Dans le cadre du renforcement des actions du pouvoir législatif dans la lutte contre la corruption, le premier vice-président de l’Assemblée nationale, le professeur Isaac Jean-Claude Tshilumbayi Musawu, a procédé au lancement officiel du nouvel ouvrage du docteur Roger Kaluwa Mwepu intitulé : « Née des cendres, grandit dans la malhonnêteté, lorsque la corruption devient système entre les mains de l’Église ».
La cérémonie s’est tenue ce jeudi 15 janvier 2026 à l’hôtel Rotana de Kinshasa, en présence notamment de la questeure de l’Assemblée nationale, l’honorable Grâce Paininye.
S’exprimant au nom du Bureau de l’Assemblée nationale et en sa qualité de parrain de l’ouvrage, le professeur Isaac JC Tshilumbayi a salué la pertinence et la portée scientifique de cette publication, lors de son intervention intitulée « Leçon présidentielle ».
Dans son exposé, il a structuré sa réflexion autour de sept axes majeurs, abordant notamment la corruption en tant que phénomène systémique, ses causes profondes, ses implications économiques et sociales, avant de conclure sur la responsabilité éthique de l’élite congolaise et de chaque citoyen face à ce fléau.
À cette occasion, le premier vice-président de la Chambre basse a dénoncé un mal qui traverse tous les secteurs de la vie nationale.

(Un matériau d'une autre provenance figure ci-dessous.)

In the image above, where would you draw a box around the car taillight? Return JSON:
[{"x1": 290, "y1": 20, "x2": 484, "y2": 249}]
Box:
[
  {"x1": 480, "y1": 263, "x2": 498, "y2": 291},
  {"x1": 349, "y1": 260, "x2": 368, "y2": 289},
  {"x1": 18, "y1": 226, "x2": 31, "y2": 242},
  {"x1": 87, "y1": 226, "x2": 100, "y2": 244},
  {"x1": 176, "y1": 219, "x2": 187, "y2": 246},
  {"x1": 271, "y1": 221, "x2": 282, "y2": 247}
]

Malgré les initiatives entreprises et les efforts consentis par les institutions, a-t-il relevé, la corruption demeure un frein majeur au développement socio-économique du pays. Les cas régulièrement dénoncés au sein des institutions publiques devraient, selon lui, interpeller les autorités ainsi que l’ensemble des citoyens, chacun selon sa sphère d’influence.

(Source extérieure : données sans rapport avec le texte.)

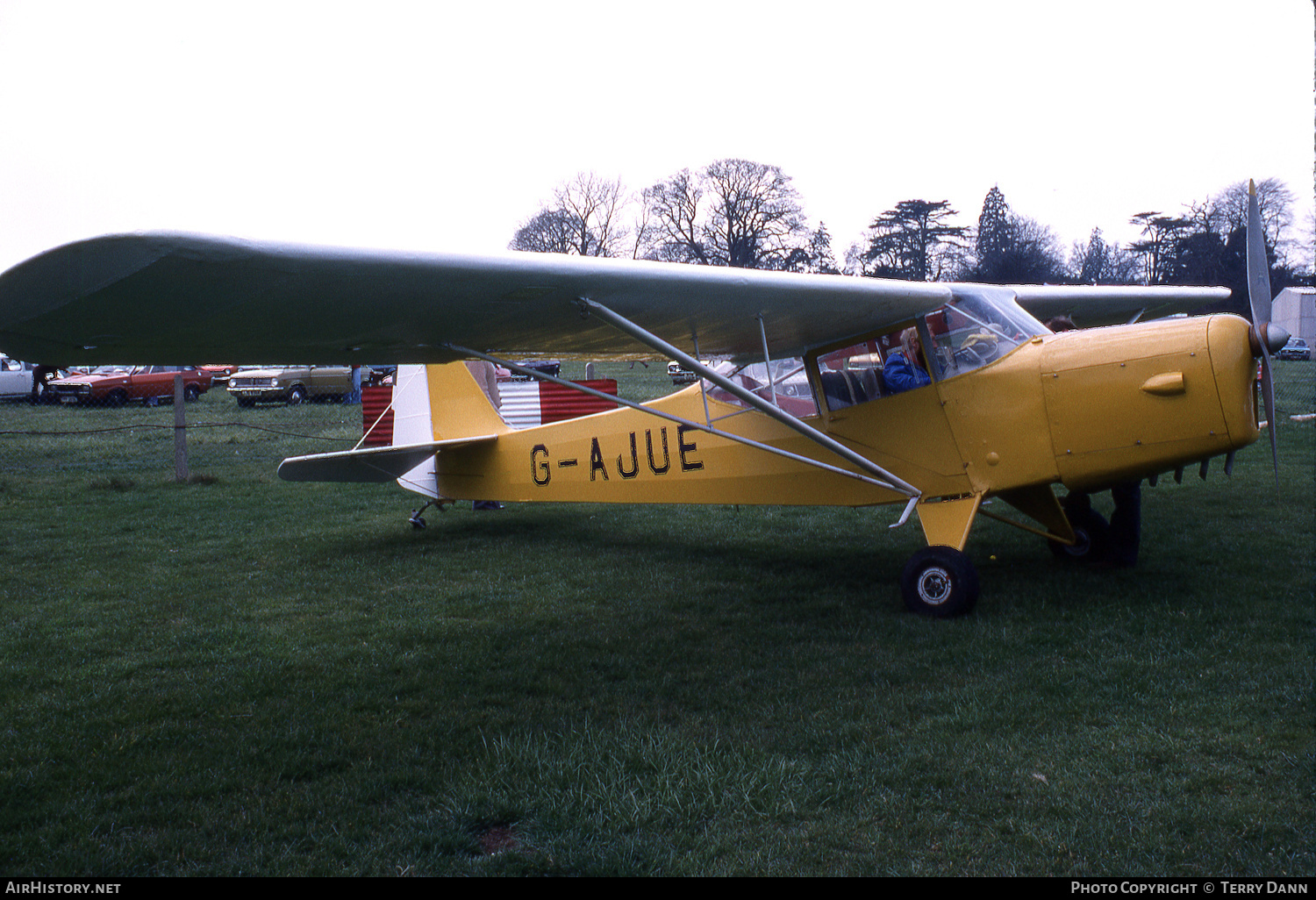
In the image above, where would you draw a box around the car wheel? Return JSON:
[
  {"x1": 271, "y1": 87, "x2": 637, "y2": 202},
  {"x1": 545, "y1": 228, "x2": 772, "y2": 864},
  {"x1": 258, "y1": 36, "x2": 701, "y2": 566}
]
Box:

Prenant la parole à son tour, l’auteur de l’ouvrage, le docteur Roger Kaluwa Mwepu, a plaidé pour une rupture radicale avec ce qu’il qualifie de système mythifié de corruption, désormais intégré comme mode de fonctionnement social. Il a fondé son analyse sur la thèse selon laquelle : « La corruption la plus dangereuse est celle des systèmes. Lorsqu’un système est corrompu, il produit la clochardisation des citoyens ».
À l’image du titre de son livre, l’auteur dresse un tableau critique de la société congolaise, de la scène politique ainsi que du rôle de l’Église en République démocratique du Congo.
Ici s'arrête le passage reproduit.